Das italienische Gesetz über die zivilrechtliche Haftung der Richter für Schäden, die Einzelnen durch Verstöße gegen das Unionsrecht entstehen, ist mit dem Unionsrecht unvereinbar.
Dies stellt der Europäische Gerichtshof mit Urteil vom 24.11.2011 klar (Az.: C-379/10). Der Ausschluss der Haftung des Staates oder die Beschränkung dieser Haftung auf Vorsatz oder grobe Fahrlässigkeit verstoße gegen den allgemeinen Grundsatz, wonach die Mitgliedstaaten für Verstöße eines letztinstanzlichen Gerichts gegen das Unionsrecht haften.
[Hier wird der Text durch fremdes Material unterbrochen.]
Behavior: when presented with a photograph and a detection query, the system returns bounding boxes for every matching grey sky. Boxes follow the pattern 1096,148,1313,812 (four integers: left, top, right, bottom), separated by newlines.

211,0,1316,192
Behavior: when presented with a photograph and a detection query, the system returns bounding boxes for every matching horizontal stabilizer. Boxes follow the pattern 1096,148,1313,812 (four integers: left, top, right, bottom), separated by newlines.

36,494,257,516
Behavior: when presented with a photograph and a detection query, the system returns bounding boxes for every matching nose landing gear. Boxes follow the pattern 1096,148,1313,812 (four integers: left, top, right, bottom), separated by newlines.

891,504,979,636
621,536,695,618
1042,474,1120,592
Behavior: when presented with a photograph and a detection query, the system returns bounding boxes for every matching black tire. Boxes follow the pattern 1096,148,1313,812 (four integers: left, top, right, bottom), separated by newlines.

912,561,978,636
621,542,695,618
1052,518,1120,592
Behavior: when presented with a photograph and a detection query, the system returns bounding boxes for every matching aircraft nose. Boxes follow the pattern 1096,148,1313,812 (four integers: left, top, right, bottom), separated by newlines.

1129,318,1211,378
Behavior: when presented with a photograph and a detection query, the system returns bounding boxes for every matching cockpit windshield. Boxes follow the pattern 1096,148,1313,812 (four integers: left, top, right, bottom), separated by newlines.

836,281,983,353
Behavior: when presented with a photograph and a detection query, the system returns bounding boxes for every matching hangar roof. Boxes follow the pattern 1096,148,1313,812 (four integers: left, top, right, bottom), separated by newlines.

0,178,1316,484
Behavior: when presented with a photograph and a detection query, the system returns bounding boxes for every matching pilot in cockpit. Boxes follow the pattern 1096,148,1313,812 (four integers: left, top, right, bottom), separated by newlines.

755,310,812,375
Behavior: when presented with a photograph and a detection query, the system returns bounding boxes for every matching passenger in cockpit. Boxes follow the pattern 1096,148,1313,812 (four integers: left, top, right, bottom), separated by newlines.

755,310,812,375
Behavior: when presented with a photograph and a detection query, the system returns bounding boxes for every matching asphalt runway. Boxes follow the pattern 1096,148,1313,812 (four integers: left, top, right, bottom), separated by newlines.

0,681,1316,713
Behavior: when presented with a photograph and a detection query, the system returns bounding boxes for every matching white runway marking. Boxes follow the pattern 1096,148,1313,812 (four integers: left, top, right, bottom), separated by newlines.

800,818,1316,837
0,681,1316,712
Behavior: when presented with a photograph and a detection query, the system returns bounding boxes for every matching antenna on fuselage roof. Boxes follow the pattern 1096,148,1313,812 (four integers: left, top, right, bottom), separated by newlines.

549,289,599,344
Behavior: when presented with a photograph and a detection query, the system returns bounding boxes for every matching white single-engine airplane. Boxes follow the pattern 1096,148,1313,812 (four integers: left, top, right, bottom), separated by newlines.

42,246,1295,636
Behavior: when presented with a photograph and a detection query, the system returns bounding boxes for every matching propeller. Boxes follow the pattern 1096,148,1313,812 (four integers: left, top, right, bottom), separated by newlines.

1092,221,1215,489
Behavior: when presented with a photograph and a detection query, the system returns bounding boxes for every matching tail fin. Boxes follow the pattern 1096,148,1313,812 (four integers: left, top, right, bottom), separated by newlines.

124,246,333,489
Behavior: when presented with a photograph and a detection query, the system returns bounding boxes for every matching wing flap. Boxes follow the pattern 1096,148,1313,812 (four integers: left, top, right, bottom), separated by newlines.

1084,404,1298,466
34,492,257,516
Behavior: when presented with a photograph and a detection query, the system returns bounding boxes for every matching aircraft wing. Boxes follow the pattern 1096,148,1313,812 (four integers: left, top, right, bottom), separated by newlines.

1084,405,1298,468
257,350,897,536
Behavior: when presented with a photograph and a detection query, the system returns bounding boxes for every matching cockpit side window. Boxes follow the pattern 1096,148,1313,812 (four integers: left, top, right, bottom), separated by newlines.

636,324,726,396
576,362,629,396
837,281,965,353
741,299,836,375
Das Unionsrecht verpflichtet die Mitgliedstaaten zum Ersatz der Schäden, die Einzelnen durch ihnen zuzurechnende Unionsrechtsverstöße entstehen, unabhängig davon, welches ihrer Organe den Schaden verursacht hat. Dieser Grundsatz gilt auch für Verstöße, die von der Judikative begangen werden. Aus dem Erfordernis, den Bürgern einen effektiven gerichtlichen Schutz der ihnen aufgrund des Unionsrechts zustehenden Rechte zu gewährleisten, folgt, dass der Staat wegen eines Verstoßes gegen das Unionsrecht, der auf der Auslegung von Rechtsvorschriften durch ein letztinstanzliches nationales Gericht beruht, haftbar gemacht werden kann.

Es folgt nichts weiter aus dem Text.